Note: This offering is the latest of a series of artists’ profiles presented in partnership with Vashon Island Visual Artists (ViVA). But this one is special. It celebrates the splendid adventures in life and art long shared by well-known local artists Larry Muir and Penny Grist. Larry Muir, born April 16, 1943, died on April 1, 2021, at the age of 78.
By Christine Beck
For Vashon Island Visual Artists
Larry Muir was at heart a native Washingtonian who, having fled North Dakota in the second grade, graduated from Foster High School in Tukwila and then moved academically to Harvard and Johns Hopkins.
Meanwhile, Penny was growing up in Philadelphia and embarking on an early career with Time life. On a 1972 visit to Seattle to one of Penny’s friends from junior high school, she was introduced to Larry and Team Grist/Muir was formed. One can’t talk about them individually because they were so intertwined with each other’s life and art.
By this time, both Penny and Larry were jewelers, with Penny leaving the East Coast and Larry leaving an unsatisfying career in biochemistry. Penny had studied in New York and then the Factory of Visual Arts and UW in Seattle, while Larry worked at Cornish in metal-smithing from 1974 to 1975.
And then came Vashon in 1976, after only a one-time visit. They fell in love with the island. Penny recalled that “we bought property and set up a studio in a dilapidated bungalow on Quartermaster Harbor”.
Shortly thereafter Penny’s eyesight began to fail, and she could no longer see well enough to solder. She went back to art school to learn to paint and draw, and Larry began his very rewarding 30-year career teaching at the Bush school. While teaching chemistry, he managed to fit some jewelry classes into the Bush curriculum.
Throughout her career, Penny continued to explore just about every medium there is — including woodworking sculpture, bead and chain jewelry, mosaic, back again to painting, and now a venture into basketry and glass, constantly amazing friends and customers with her versatility.

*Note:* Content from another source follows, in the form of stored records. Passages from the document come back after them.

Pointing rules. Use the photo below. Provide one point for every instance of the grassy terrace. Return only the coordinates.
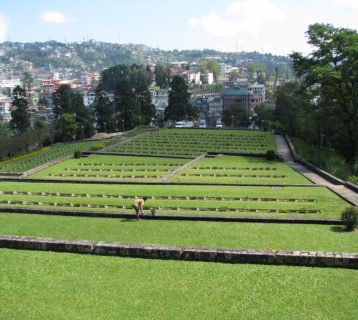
(123, 168)
(183, 233)
(300, 202)
(37, 158)
(193, 142)
(40, 285)
(234, 169)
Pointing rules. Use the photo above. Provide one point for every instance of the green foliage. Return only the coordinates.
(350, 217)
(71, 103)
(20, 118)
(66, 126)
(162, 76)
(209, 65)
(103, 111)
(270, 155)
(323, 158)
(179, 107)
(329, 75)
(126, 108)
(77, 154)
(236, 116)
(96, 147)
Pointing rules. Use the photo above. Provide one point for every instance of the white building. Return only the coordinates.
(208, 78)
(258, 95)
(89, 98)
(224, 68)
(160, 98)
(192, 77)
(5, 113)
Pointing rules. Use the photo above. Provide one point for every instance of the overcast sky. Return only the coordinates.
(266, 26)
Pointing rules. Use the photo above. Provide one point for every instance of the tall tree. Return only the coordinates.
(70, 102)
(236, 116)
(104, 111)
(332, 69)
(179, 107)
(209, 65)
(20, 118)
(146, 107)
(41, 131)
(127, 112)
(162, 76)
(66, 126)
(62, 100)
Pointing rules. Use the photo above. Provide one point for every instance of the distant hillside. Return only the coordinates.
(96, 56)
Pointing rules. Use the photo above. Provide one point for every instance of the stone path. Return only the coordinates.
(284, 151)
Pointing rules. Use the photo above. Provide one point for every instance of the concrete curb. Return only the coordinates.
(106, 214)
(150, 251)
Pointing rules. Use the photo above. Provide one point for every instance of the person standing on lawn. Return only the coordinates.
(138, 206)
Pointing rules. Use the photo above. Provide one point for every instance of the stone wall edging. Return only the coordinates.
(176, 217)
(43, 180)
(151, 251)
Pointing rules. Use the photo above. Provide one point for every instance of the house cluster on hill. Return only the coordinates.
(41, 82)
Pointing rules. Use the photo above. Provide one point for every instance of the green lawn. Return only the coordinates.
(42, 285)
(234, 169)
(57, 151)
(183, 233)
(193, 142)
(177, 199)
(121, 168)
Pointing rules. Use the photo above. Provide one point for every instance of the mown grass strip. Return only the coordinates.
(43, 285)
(183, 233)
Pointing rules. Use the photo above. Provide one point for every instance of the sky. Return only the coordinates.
(265, 26)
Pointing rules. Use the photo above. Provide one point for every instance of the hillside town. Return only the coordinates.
(211, 94)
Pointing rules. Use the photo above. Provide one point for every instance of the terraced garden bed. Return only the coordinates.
(191, 142)
(237, 169)
(121, 168)
(26, 163)
(43, 285)
(183, 233)
(177, 199)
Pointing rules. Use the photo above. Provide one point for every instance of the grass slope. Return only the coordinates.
(242, 170)
(183, 233)
(328, 204)
(40, 285)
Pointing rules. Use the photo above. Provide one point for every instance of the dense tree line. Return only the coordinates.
(321, 106)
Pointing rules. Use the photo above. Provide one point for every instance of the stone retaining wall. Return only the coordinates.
(271, 257)
(176, 217)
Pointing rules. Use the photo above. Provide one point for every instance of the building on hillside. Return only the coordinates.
(160, 98)
(215, 105)
(235, 96)
(207, 78)
(201, 105)
(192, 77)
(8, 85)
(5, 113)
(178, 64)
(224, 68)
(89, 98)
(258, 92)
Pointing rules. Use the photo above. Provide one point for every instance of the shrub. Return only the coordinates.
(77, 154)
(98, 146)
(350, 217)
(270, 155)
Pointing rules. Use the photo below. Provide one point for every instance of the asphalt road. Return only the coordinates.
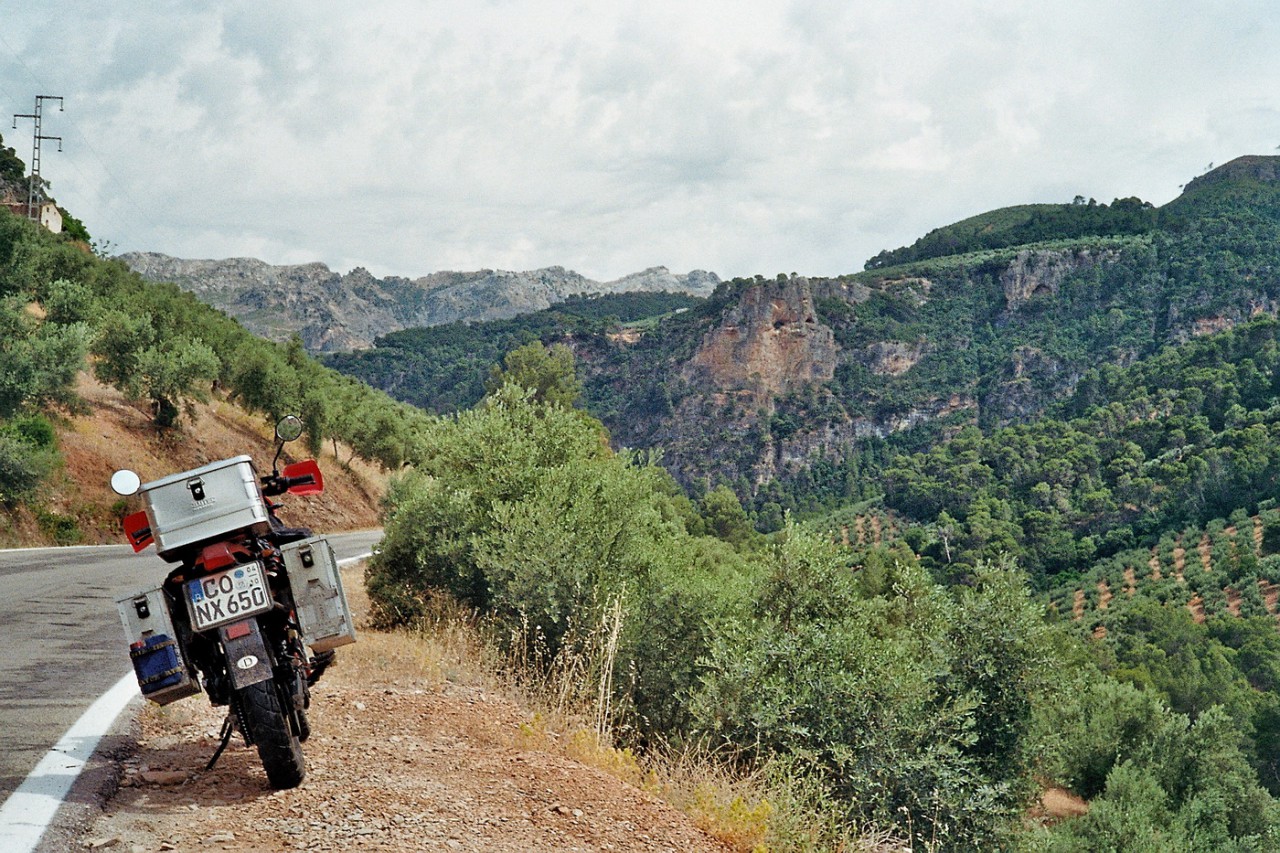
(62, 644)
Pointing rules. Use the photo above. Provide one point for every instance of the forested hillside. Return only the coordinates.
(1075, 446)
(64, 310)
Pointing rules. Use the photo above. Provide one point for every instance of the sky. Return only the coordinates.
(741, 137)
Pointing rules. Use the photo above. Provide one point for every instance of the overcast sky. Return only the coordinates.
(739, 137)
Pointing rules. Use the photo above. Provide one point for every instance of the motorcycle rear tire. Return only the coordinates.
(278, 746)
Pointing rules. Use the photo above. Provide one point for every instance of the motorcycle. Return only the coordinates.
(254, 609)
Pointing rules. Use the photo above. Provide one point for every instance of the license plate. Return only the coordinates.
(227, 596)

For most of the early years, Penny sold her work at art fairs and Larry supported her all the way. He drove her to the fairs, helped her set up and break down the booth and helped sell the work. Larry called this supportive role “art husbandry” and throughout his life relished the team they had created.
Forty-plus years later the team continued to live and work in the now not-so dilapidated bungalow that they had transformed over the years to a delightful cottage on a spectacular property filled with indoor and outdoor art, stunning gardens and studios. Their art is everywhere on that land.
When Larry retired in 2008, he set up his studio again and the team spent their days making art. Penny said “First thing in the morning we would bike or kayak or walk and then he would go to his studio and I would go to mine. We met for lunch.”
Penny was one of the instigators of Vashon’s Art Auction and, as usual, Larry was there to donate work and time with Penny to help make it happen. For years, the two participated in the Studio Tour together and had a booth at the annual Strawberry Festival. Many friends bought Larry’s beautiful jewelry over the years and those treasures are now his legacy.
Penny reflected that she “will, of course, continue making art. It’s what I do. But it sure was fun having Larry by my side and working together with him.”